…[As] a traditional record label DEF JUX will effectively be put on hiatus. We are not closing, but we are changing. The process is already underway, and the last several months (for those wondering what the hell we’ve been up to) have been spent dealing with the technical aspects of wrapping up the label in it’s current form and re-imagining our collective and individual futures.
In 2000 starting a traditional record label made a lot of sense. But now, in 2010, less so and I find myself yearning for something else to put my energy into. I also see newer, smarter, more interesting things on the horizon for the way art and commerce intersect, and as an artist and an entrepreneur, I’m eager to see them unfold. The evolution of this industry is, in my opinion, exciting, inevitable and it would be nice to see the DEFINITIVE JUX brand be a part of it. In other words, maybe we can turn this hoopty in to a hovercraft.
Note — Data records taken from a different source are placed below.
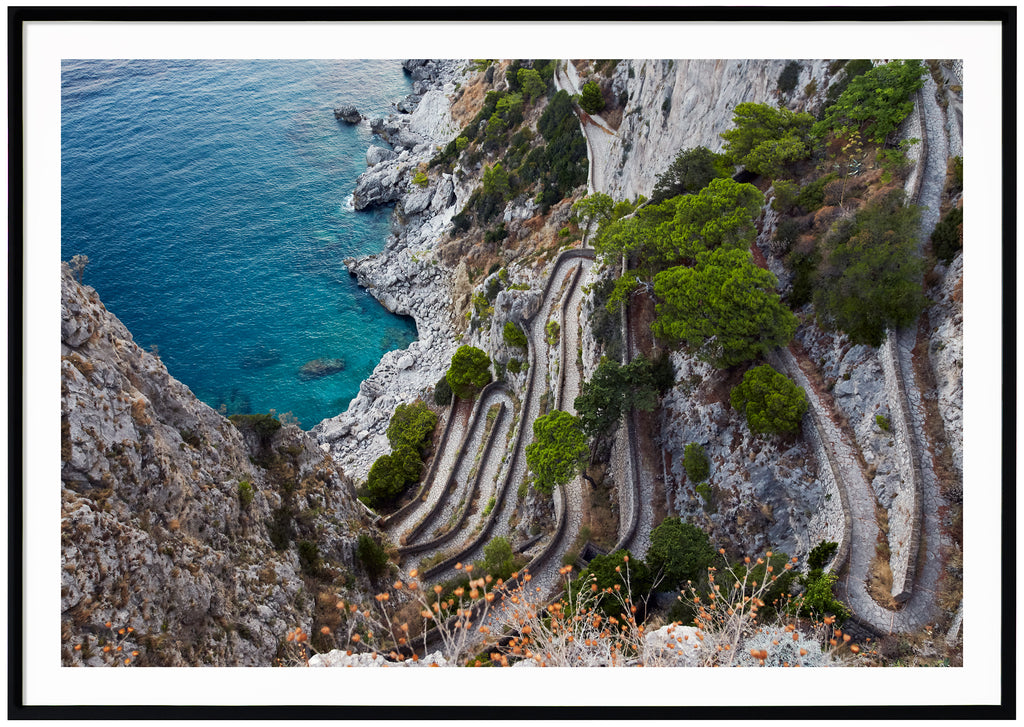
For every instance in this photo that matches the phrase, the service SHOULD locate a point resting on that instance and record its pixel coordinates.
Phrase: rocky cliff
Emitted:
(177, 523)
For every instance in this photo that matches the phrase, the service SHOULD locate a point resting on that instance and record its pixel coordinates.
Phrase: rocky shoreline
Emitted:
(406, 278)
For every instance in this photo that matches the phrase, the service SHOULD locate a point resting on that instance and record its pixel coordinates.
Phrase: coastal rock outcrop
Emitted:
(174, 520)
(348, 114)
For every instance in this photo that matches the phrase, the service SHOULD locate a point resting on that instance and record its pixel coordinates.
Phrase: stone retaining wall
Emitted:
(904, 513)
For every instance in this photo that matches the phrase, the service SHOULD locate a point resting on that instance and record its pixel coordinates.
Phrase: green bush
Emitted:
(412, 425)
(499, 561)
(819, 600)
(770, 400)
(876, 101)
(870, 275)
(812, 195)
(691, 171)
(695, 463)
(947, 238)
(469, 372)
(820, 554)
(513, 336)
(552, 330)
(725, 309)
(442, 392)
(309, 558)
(246, 494)
(390, 475)
(591, 99)
(493, 237)
(558, 451)
(786, 193)
(708, 495)
(766, 139)
(787, 79)
(680, 552)
(633, 576)
(373, 556)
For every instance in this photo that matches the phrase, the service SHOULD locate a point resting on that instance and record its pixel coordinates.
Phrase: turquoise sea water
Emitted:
(210, 197)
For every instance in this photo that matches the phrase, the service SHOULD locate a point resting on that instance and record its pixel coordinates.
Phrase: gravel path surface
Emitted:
(475, 479)
(451, 451)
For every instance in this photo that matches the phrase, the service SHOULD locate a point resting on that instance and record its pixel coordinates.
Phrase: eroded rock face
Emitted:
(677, 104)
(156, 530)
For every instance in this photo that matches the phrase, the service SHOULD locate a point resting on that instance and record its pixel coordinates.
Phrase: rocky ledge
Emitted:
(407, 276)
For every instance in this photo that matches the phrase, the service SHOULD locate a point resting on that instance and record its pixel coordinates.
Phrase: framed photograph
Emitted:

After over 10 years of existence, Definite Jux (formerly Def Jux) records is, according to founder/rapper El-P, officially on hiatus. The company, which has released some of the most seminal underground hip-hop records from the likes of El-P himself, Aesop Rock, Cannibal Ox, RJD2, Murs and Del The Funky Homosapien, will continue to sell it’s catalogue and even release one final record, Camu Tao’s posthumous “King Of Hearts,” alongside a 10th anniversary compilation/retrospective album. As the quote above explains, though the company is not 100% shut down, where the future will take the company is up in the air, but one thing could be said for sure, the music industry is losing one of the greatest indie hip hop record labels to ever be.
For this blogger, my relationship with the genre of hip-hop has always been a little rocky. Through my high school years, the genre itself was a four-letter word, and even the idea of enjoying a hip hop record would be the most foreign concept in my mind. While it would be Public Enemy’s “It Takes A Nation of Millions to Hold Us Back,” that would smack me into reality and understand that there was thoughtful, well done hip hop that wasn’t the top 40 cookie cutter that filled the radio waves, I will always recall the first time El-P’s “I’ll Sleep When You’re Dead” and finally, for a lack of a better term, getting it. The production so polished yet ultimately raw, the delivery as biting and passionate as the blistering beats beneath it. This was the rap record I was dying to discover, yet never knew I was looking for.
While Stones Throw’s releases, marred in layers of samples and heavy jazz influences, and anticons outright weirdness would never pull me completely into the indie hip-hop world (my appreciation for the work of Madvillian and J-Dilla aside), Def Jux records was always the source I’d go to for an appropriate hip-hop fix I needed in my life. Will this be the end of all the artists Def Jux brought into my conciousness, in this day and age thats an obvious no, but there is still room to mourn the end of a movement, or in this case, an indefinent hiatus.